Ever since I was a kid I remember Sunday being the family day out. We would drive a little further out from the center, no more than 30-40 minutes to enjoy the countryside. My favourite is of course the seaside and I hope I will start writing a little bit more about places to go in the following weeks. But what interests me more is not just the destination, it is the food.
The Greek tavern comes in all shapes and sizes. Recently central Athens has been inundated by mezze places, quick tapa style dining accompanied by our beloved raki or tsipouro. For the family outing, however, or indeed a good hearty meal you will head to a taverna, a good old-fashioned taverna, no frills. There are two types: the xasapotavernas as we call our grill houses and the fish taverns, traditionally by the sea.
What you will find there? You will be spoiled for choice, many taverns have an extensive list of mezze for appetisers. These starters comes in forms of dips to share alongside many devilish treats, from the humble fried potatoes to all types of vegetable fritters and pies. Imagine fried zuchinis dipped in your tzatziki before taking a bite, fresh bread to scoop up your taramasalata or smokey aubergine dip and of course the real salads. Mind you, when I am talking of salads it’s not about the old time classic horiatiki. There are a few classics that alternate with the seasons, like lettuce with finely chopped spring onion and a lemon juice and olive oil dressing, a ‘bare’ coleslaw, grated carrot and cabbage with a tangy lemon dressing or boiled greens, this can be anything seasonal. Favourites include beetroot salad, leaves on!Steamed green beans or boiled zuchini for their healthier version. Of course cheese, fried or baked or grilled. Such are the simple life pleasures of the Greek tavern.

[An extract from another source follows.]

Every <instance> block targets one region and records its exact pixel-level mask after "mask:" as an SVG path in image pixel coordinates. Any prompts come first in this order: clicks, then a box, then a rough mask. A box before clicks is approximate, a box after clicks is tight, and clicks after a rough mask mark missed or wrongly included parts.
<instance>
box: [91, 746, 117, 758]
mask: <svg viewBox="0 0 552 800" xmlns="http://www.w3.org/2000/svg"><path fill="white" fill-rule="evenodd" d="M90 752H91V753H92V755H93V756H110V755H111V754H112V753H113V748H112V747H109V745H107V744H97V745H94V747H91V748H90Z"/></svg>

What comes next in the spotlight is the seafood. Calamari is a big time favourite, mainly fried with a light breadcrumb coating and drizzled with a bit of fresh lemon juice. You will find that prawns compete with calamari although we prefer them grilled or in rich red sauce. Next comes, the octopus, boiled or grilled with a simple seasoning of olive oil, a bit of vinegar and oregano. This is the bit you could stop ordering and just enjoy your ouzo or wine or ouzo and let your gaze wander at the sea view in front of you whilst nibbling.
I normally don’t stop there. What I get really excited about is the fish of the day. Most of the fish taverns collaborate with fishing boats that roam these wonderful blue Aegean waters and they get the catch of the day. The same goes for Limani, at Palaia Fokaia that I visited last Sunday. Limani is a family restaurant overlooking the small harbour for over for more than 30 years. The seafood treats are exceptional and so is the fish. I had grilled Pandora with a mixed boiled green salad, of course octopus on the grill and a great cuttlefish with spinach casserole. No I didn’t eat it all by myself, I was in good company. But let’s get a closer look at the fresh fish you can get.
We have this vague categorisation of fish in our heads: The smaller fish like sardines, mackerel and barbounia – striped red mullet – are heading straight to the pan for a quick frying. Larger deep water fish like our beloved tsipoura – gilt-head bream or groupers are going straight on the grill. Guess what I normally go for: Grilled!
What to look for when you fancy a grilled fish? If in a big company I would advise to get a wonderful large bream or grouper to share. Fear not about tackling the fish, in Limani your waiter will prepare it for you so you don’t have to get your hands dirty. But let’s see what is the best fish to grill, here is a quick list for you to have:
- Melanouri: saddled seabream
- Lithrini: common pandora
- Sinagrida: common dentex
- Tsipoura: gilt-head bream
- Mourmoura, striped seabream
- Sargos: Sargo
- Sfirida: white grouper
- Rofos or stira: dusky grouper.
I hope you enjoy a lot of fresh air and take into as much Ω-3 and fresh air as you can.